Ed è stato proprio Marchetto a fare questo passo. Tra lui e Bergoglio c’è da tempo una grande confidenza, con reciproca stima. Marchetto abita a Roma nella casa del clero di via della Scrofa, nella stanza 204 che è adiacente alla 203 nella quale alloggiava l’allora arcivescovo di Buenos Aires nelle sue trasferte romane. Papa Francesco non solo ha ascoltato le critiche dell’amico, ma le ha accolte. Al punto da ringraziarlo, nella lettera fatta leggere il 12 novembre, per averlo aiutato “correggendo un errore o imprecisione da parte mia”.

C’è da presumere che in futuro Francesco si esprimerà sul Concilio in altro modo che come ha fatto nell’intervista a “La Civiltà Cattolica”. Più in linea con l’ermeneutica di Benedetto XVI. E con grande delusione per la “scuola di Bologna”.

La terza correzione è coerente con le due precedenti. Riguarda il timbro “progressista” che papa Francesco si è visto stampare addosso in questi primi mesi di pontificato.
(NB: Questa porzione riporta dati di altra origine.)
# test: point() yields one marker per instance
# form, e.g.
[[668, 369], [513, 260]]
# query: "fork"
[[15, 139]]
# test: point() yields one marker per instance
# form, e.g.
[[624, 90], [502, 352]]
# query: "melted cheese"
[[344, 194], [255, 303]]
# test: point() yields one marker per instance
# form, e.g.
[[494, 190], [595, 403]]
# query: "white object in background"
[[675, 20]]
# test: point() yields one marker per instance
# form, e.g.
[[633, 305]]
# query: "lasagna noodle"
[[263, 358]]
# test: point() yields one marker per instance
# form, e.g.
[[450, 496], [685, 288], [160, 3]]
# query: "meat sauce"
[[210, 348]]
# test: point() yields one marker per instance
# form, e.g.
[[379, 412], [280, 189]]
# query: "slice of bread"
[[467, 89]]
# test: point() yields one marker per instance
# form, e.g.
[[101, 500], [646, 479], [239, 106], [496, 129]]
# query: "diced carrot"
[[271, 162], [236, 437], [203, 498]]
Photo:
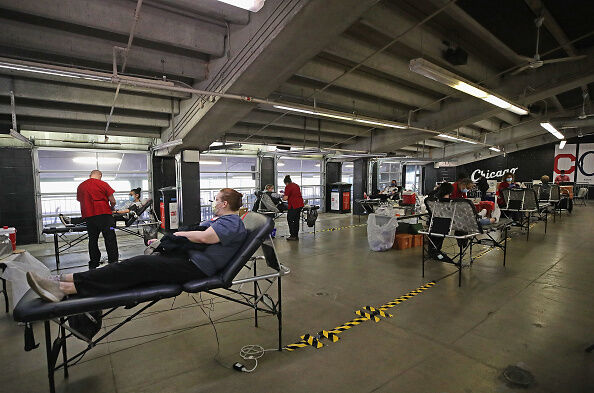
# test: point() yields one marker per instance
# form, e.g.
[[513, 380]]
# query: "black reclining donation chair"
[[457, 219], [520, 204], [32, 309], [132, 225]]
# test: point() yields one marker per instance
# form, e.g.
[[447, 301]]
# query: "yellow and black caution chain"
[[365, 314], [341, 228]]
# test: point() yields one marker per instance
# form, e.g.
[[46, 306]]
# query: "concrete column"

Un mese fa, il 17 ottobre, Bergoglio era parso avvalorare un volta di più questo suo profilo quando nell’omelia mattutina a Santa Marta aveva diretto parole sferzanti contro i cristiani che trasformano la fede in “ideologia moralista”, tutta fatta di “prescrizioni senza bontà”. Ma un mese dopo, il 18 novembre, in un’altra sua omelia mattutina il papa ha suonato tutt’altra musica.
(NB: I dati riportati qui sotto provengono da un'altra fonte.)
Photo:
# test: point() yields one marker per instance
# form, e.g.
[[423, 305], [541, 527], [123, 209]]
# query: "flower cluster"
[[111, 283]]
Ha preso spunto dalla rivolta dei Maccabei contro le potenze dominanti dell’epoca per dare una tremenda lavata di capo a quel “progressismo adolescenziale”, anche cattolico, disposto a sottomettersi alla “uniformità egemonica” del “pensiero unico frutto della mondanità”. Non è vero, ha detto Francesco, che “davanti a qualsiasi scelta sia giusto andare avanti comunque, piuttosto che restare fedeli alle proprie tradizioni”. A forza di negoziare su tutto, finisce che i valori siano talmente svuotati di senso da restare soltanto “valori nominali, non reali”. Anzi, si finisce per negoziare proprio “la cosa essenziale al proprio essere, la fedeltà al Signore”.

Il pensiero unico che domina il mondo – ha continuato il papa – legalizza anche “le condanne a morte”, anche “i sacrifici umani”. “Ma voi – ha chiesto – pensate che oggi non si facciano, i sacrifici umani? Se ne fanno tanti, tanti! E ci sono delle leggi che li proteggono”.

Difficile non vedere in questo grido di dolore di papa Francesco le innumerevoli vite umane falciate sul nascere con l’aborto, oppure stroncate con l’eutanasia. Nel deprecare l’avanzata di “questo spirito di mondanità che porta all’apostasia” il papa ha citato un romanzo “profetico”
d’inizio Novecento che è una delle sue letture preferite: “Il padrone del mondo” di Robert H. Benson, un sacerdote anglicano, figlio di un arcivescovo di Canterbury, che si convertì al cattolicesimo.

Con l’eccezione di rare testate cattoliche, i media di tutto il mondo hanno ignorato questa omelia di papa Francesco, che in effetti contraddice clamorosamente gli schemi progressisti, o addirittura rivoluzionari, con cui egli viene generalmente descritto.

Ma ora è agli atti. E lì resta.

Una curiosa coincidenza: alla messa in cui Francesco ha pronunciato questa omelia ha preso parte anche il nuovo segretario di Stato Pietro Parolin, nel suo primo giorno di servizio effettivo nella curia romana.